It's like... You have gangrene in your foot and someone says that you should amputate it to save your life. But you complain that you want the foot healed and functional, not amputated and the gangrene keeps spreading further and further and soon you are going to have to lose the leg or die.
This is not the perfect metaphor for politics but my point is that you sometimes need to make tactical decisions and vote for someone with a chance of passing even if they are only slightly better than the other alternatives.
Doesn't do much good to say "I did not vote because Hillary wasn't any better than Trump" now does it? Similarly if Romney is at least better than the other guy vote for him rather than wasting your vote in the gerrymandered areas.
Romney would only be better than the other guy in the Republican primary.
As for why I rag on the Dems so much, it's because they've been offering the same sort of milquetoast, corporatist, neo-liberal centre-right candidates for decades now, and especially over the last eight years, it's cost them literally over a thousand seats--look at how many state houses and Governorships the Republicans now control, not to mention the Presidency, the House of Representatives, the Senate, the Supreme Court, and let's not forget all those vacancies on the lower federal courts.
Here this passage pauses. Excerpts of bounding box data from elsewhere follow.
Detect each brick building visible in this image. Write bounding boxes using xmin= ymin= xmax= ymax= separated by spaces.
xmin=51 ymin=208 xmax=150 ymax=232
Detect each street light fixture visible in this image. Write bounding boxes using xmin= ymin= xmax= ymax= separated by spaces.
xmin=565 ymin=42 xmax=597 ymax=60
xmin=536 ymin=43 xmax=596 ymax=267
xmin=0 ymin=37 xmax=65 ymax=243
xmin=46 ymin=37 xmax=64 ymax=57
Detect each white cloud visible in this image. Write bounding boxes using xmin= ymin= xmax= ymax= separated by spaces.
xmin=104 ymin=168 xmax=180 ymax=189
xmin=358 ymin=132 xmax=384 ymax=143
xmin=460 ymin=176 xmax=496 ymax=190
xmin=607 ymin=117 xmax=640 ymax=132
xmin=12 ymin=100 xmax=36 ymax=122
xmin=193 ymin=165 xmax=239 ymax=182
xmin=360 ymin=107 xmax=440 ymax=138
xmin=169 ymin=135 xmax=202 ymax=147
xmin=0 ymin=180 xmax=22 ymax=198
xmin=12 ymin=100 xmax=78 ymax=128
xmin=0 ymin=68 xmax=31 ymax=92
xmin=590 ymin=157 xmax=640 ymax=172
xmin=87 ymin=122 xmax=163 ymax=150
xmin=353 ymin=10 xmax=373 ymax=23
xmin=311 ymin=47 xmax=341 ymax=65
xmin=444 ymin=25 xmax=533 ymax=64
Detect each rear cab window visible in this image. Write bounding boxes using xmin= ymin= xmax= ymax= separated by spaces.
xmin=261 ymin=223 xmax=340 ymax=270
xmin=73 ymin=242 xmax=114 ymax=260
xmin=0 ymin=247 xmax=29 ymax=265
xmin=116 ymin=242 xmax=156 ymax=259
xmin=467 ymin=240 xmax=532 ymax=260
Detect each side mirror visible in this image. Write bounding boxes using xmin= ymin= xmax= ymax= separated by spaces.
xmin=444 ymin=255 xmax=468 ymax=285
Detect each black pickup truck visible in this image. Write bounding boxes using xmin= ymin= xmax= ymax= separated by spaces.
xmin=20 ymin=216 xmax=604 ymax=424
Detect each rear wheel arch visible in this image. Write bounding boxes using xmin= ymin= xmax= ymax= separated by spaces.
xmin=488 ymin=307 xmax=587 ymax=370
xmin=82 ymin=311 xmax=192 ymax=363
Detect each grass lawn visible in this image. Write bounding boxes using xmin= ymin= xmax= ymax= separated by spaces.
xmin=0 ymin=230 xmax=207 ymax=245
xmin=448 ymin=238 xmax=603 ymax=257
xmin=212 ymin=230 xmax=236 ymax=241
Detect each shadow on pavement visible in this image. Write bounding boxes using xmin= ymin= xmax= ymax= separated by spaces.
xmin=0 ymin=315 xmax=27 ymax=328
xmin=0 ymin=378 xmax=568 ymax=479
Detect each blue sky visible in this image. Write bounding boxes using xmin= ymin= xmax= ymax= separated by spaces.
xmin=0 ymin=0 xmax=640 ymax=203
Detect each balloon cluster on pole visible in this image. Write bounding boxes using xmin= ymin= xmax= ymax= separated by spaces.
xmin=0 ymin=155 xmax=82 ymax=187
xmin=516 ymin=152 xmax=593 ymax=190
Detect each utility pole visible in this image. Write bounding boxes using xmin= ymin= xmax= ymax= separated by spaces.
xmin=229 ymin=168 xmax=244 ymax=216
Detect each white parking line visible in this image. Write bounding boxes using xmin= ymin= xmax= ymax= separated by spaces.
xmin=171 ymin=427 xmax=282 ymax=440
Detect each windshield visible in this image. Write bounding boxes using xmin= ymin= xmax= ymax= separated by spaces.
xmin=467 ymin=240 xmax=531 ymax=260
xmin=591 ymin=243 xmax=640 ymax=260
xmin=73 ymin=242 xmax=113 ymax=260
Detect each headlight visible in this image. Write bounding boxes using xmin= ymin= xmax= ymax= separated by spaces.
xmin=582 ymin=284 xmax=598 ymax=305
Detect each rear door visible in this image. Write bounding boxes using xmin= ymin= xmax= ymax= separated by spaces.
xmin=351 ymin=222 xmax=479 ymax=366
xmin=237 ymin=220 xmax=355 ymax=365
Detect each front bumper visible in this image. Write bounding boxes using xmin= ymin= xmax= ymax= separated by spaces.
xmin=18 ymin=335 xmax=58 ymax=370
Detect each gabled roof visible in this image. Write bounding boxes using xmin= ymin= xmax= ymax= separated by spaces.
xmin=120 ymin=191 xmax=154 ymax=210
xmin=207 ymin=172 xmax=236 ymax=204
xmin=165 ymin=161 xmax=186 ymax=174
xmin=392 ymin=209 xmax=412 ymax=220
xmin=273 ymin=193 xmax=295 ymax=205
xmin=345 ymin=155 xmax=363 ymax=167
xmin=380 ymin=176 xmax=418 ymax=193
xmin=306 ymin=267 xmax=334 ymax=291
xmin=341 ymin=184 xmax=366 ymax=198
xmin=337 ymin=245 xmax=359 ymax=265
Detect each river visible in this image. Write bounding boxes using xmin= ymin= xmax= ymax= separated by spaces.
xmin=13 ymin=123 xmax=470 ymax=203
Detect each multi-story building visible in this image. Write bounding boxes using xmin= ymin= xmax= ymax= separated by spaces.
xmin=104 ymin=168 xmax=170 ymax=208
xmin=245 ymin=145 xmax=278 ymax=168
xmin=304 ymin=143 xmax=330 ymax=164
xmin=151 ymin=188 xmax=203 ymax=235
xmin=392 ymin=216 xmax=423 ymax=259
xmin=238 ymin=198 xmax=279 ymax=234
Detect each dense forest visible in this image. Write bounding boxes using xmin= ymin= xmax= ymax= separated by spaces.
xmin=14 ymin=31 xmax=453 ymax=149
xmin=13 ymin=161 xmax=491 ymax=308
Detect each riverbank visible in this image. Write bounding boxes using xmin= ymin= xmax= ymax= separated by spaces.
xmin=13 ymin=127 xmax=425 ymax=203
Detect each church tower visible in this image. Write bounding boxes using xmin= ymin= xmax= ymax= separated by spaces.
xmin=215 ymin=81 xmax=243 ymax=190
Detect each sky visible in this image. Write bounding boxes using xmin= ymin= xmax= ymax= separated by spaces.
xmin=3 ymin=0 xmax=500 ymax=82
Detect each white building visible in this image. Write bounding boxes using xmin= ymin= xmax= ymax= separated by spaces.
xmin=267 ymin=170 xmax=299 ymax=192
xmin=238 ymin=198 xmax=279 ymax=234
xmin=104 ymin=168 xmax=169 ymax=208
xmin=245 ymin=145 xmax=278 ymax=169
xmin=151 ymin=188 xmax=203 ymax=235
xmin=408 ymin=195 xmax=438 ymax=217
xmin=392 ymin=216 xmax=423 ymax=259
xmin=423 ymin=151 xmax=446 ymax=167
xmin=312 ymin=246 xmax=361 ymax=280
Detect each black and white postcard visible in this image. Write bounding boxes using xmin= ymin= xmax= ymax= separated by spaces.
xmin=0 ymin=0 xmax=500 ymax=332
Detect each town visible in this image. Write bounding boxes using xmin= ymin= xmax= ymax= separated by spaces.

They have not, of late, tried running populist left candidates
en masse, even though populist left policies almost universally have well over 50% support and the most popular politician in the country is a populist left one (by US standards, anyway; most anywhere else he'd be a centrist or centre-right). So why, when your strategy has so clearly failed, would you keep doing that and not try the one thing neither party has tried on a large scale, when you know that the most prominent figure who espouses precisely that is incredibly popular--who can get roomfuls of rural Trump voters in supposedly solidly-Republican states to cheer his agenda?
From a Narcotics Anonymous text in 1981: "Insanity is repeating the same mistakes and expecting different results." (Earliest known occurrence)
The Republicans keep doing it with trickle-down economics. The Democrats keep doing it with corporatist centre-right candidates.